An Assignment Our Kids Don't Need

Just before Thanksgiving my daughter came home with an assignment from school: Things I’m Thankful For. The title caught my eye and I began to read. My anticipation quickly turned to dismay when I got through the first few words, which read, “I’m thankful for myself because. . . .” 

 

I immediately felt a pit-of-my-stomach disappointment. Questions flew through my mind. Why is my girl focusing on herself when given the opportunity to give thanks? Have I encouraged this? When I compliment her or thank her does she think she’s all that? How do I address this? 

 

I felt a little awkward as I pulled her aside later that evening. “Honey, I wonder if you would share with me about this assignment.” I pulled out the slip of paper and handed it to her. She looked up at my questioning face. “What did your teacher ask you to do?”

 

And my girl proceeded to explain that her teacher had instructed the class to write down why they were thankful—for themselves. I felt myself breathe a sigh of relief even as my stomach re-knotted in angst and frustration over what my daughter shared. Their teacher instructed them to title their papers Things I’m Thankful For, and then proceeded to tell the class that we shouldn’t neglect to be thankful for ourselves—for all the things we add to the world, all the things we are good at, all the skills and talents we bring to the table. 

 

My internal jaw dropped. 

 

“It made me feel kind of strange,” my sweet girl said, “so I wrote about things that make me a good friend so I could include other people.”

 

I felt simultaneously proud and wretched. Talk about a rock and a hard place.

 

I understand that we live in a society that still thinks we need to constantly make people feel good about themselves, feel important, feel capable, regardless of supporting evidence. We worry about self esteem. I understand that even though research and real life indicate capability and confidence don’t come from external platitudes and cheerleading, we still feel a strong compulsion to make our kids feel like their every achievement is a masterpiece. 

 

But I wasn’t prepared for the gratitude angle—for the idea that my kids ought to be thankful for themselves. To whom, exactly, are they to direct this gratitude? To themselves? To the cosmos? As my kids and I talked about all the appropriate things to be thankful for, including their strong legs, their working lungs, their capacity for compassion and kindness—thank you, God, for Your countless manifestations of grace—I thought of the damage we do when we teach our kids that they are the center. 

 

That they are the smartest, the cutest, the fastest, the best. That their contribution is the most important, that their efforts are the most impressive, that their results are unmatched. We do them no favors when we teach our kids that the world is so fortunate to have them.

 

The sad thing is, the world is fortunate to have them. Each person does have a unique and valuable contribution to make, a particular mark unlike any other. To acknowledge this is to acknowledge God’s tremendous blessing, His unrivaled sovereignty, His ways of making masterpiece after masterpiece after masterpiece. We are naturally self-centered.
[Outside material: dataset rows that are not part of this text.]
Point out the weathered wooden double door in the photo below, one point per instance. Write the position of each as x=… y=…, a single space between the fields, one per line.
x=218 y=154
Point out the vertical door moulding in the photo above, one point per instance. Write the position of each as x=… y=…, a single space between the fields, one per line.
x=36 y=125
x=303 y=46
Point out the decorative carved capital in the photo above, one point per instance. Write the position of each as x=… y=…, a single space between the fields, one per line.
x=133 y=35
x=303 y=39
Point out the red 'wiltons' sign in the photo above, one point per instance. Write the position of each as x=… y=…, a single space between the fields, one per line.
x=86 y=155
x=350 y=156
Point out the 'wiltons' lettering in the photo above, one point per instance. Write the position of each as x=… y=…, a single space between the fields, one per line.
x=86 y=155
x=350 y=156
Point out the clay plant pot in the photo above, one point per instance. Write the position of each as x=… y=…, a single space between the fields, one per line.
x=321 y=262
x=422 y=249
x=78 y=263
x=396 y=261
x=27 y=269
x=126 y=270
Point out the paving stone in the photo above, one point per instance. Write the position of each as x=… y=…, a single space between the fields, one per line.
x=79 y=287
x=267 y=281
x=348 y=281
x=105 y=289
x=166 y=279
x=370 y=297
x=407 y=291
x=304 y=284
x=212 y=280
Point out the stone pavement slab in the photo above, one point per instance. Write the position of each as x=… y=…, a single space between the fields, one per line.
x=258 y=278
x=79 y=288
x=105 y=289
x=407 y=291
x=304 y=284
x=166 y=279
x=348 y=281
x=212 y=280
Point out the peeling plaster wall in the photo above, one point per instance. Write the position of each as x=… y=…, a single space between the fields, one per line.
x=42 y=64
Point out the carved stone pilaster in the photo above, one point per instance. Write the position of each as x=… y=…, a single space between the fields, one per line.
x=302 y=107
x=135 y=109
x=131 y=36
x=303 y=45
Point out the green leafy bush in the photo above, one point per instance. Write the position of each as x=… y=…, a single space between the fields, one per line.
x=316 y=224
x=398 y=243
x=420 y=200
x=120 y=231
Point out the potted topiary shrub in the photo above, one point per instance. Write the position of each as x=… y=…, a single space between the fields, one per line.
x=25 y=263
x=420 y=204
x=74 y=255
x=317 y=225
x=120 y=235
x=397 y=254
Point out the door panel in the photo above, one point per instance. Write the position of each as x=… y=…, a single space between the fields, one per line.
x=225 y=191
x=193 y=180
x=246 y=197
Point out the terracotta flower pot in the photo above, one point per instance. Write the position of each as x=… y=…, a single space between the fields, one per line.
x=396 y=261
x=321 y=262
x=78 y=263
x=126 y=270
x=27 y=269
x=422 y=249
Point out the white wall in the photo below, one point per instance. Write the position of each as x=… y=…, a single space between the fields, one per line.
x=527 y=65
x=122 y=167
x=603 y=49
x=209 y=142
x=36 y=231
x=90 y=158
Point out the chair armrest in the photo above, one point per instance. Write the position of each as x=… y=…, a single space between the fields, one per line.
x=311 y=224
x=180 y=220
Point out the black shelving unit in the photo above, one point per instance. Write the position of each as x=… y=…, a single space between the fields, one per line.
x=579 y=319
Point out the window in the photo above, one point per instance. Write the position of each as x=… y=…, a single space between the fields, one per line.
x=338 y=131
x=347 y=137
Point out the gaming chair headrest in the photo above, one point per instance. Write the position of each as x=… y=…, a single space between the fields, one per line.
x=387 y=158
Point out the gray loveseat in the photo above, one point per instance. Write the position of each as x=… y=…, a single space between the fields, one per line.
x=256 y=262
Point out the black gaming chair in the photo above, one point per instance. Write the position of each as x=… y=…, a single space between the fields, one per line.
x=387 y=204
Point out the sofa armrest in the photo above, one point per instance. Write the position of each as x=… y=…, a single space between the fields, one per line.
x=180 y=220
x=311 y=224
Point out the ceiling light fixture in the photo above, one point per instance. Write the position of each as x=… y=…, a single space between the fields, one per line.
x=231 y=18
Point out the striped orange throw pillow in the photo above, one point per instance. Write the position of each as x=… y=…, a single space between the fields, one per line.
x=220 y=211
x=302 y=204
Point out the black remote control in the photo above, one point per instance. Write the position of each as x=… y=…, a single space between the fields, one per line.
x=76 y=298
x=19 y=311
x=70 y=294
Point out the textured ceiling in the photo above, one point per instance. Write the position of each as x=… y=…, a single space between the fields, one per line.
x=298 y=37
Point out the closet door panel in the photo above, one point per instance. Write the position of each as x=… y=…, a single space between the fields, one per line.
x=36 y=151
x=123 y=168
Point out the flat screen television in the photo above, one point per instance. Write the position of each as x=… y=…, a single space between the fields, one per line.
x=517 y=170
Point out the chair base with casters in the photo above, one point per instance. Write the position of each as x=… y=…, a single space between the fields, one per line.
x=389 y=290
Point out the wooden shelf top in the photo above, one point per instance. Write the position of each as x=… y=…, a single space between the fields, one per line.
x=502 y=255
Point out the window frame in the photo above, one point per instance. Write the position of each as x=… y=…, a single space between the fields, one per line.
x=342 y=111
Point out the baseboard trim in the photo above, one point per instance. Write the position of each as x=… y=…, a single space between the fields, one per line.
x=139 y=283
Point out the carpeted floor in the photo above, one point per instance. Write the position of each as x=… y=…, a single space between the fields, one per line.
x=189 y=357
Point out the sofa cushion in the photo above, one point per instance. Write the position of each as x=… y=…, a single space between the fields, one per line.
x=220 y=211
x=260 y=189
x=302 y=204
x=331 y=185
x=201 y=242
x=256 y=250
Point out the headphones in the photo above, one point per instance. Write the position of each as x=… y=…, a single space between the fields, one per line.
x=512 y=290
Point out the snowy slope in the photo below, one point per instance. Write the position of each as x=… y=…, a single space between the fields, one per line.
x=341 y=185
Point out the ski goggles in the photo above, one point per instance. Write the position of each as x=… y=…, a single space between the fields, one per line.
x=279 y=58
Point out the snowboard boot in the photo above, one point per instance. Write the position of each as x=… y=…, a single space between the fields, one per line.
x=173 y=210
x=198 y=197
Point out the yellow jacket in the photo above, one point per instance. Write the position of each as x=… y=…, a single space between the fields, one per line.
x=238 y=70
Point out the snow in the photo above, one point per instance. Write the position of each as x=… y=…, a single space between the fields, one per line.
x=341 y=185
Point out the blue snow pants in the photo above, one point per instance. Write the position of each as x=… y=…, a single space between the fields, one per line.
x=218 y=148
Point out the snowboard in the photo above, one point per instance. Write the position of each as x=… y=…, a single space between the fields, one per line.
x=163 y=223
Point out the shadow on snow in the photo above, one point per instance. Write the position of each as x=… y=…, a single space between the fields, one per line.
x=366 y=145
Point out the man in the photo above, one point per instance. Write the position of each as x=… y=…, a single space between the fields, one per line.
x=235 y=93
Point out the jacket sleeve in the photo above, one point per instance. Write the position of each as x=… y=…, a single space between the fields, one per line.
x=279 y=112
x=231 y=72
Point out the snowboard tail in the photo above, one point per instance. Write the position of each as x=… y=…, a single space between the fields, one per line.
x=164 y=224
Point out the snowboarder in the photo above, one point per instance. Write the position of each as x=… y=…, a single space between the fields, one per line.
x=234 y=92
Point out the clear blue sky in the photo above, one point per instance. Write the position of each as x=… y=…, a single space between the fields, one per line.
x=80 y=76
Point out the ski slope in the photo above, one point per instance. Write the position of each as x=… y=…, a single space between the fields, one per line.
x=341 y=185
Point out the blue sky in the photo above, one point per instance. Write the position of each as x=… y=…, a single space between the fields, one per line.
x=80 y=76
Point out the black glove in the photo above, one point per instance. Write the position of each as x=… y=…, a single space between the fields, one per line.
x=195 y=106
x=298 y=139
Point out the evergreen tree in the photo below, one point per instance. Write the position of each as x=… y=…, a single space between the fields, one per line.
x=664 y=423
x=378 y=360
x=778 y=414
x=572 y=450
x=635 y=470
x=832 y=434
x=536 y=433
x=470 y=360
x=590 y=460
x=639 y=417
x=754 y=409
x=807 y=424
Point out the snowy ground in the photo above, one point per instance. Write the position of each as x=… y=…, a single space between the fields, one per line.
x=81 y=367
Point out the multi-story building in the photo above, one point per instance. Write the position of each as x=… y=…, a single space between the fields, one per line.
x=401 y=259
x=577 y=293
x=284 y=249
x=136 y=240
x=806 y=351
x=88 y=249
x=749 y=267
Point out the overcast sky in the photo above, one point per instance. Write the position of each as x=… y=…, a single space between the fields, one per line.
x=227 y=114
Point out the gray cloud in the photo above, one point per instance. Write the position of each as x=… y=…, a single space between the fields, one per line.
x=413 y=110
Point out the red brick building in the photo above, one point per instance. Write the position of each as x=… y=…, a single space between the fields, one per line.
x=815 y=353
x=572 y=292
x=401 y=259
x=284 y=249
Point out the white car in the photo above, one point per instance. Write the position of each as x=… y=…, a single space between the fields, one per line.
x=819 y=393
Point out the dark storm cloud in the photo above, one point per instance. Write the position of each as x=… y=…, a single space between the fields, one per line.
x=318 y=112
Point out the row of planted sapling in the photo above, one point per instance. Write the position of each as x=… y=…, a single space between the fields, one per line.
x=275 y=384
We do not need well-meaning parents or teachers to puff us up like a marshmallow in a microwave. The gospels continuously show Jesus encouraging us to see beyond the noses on our own faces. We do not need to hear how wonderful we are; we do not need to be thankful for ourselves. We need to be thankful for God. For God. For God so loved the world, that we might be given the opportunity to see our own lack in the face of His worth, and be infinitely better for it. 

 

I am tired of fighting the message to our kids that life is about us, about our own desires, our own talents, our own tastes, our own callings. I am tired of living among those who are afraid to tell a child the truth for fear of hurting feelings, all the while having no qualms about telling the child a lie that will set them up for a lifelong struggle with failure, insecurity, and inadequacy. Let’s do our kids a favor and tell them what to be truly thankful for—that Jesus Christ came down from heaven to forgive us our sins and pave a way for us to be reconciled with God for all eternity. For “once [we] were alienated from God and were enemies in [our] minds because of [our] evil behavior. But now He has reconciled [us] by Christ’s physical body through death to present [us] holy in his sight, without blemish and free from accusation.” (Colossians 1:21-22) That, my friends, is cause to give thanks. Let’s give our gratitude where it is due, and teach our children the same.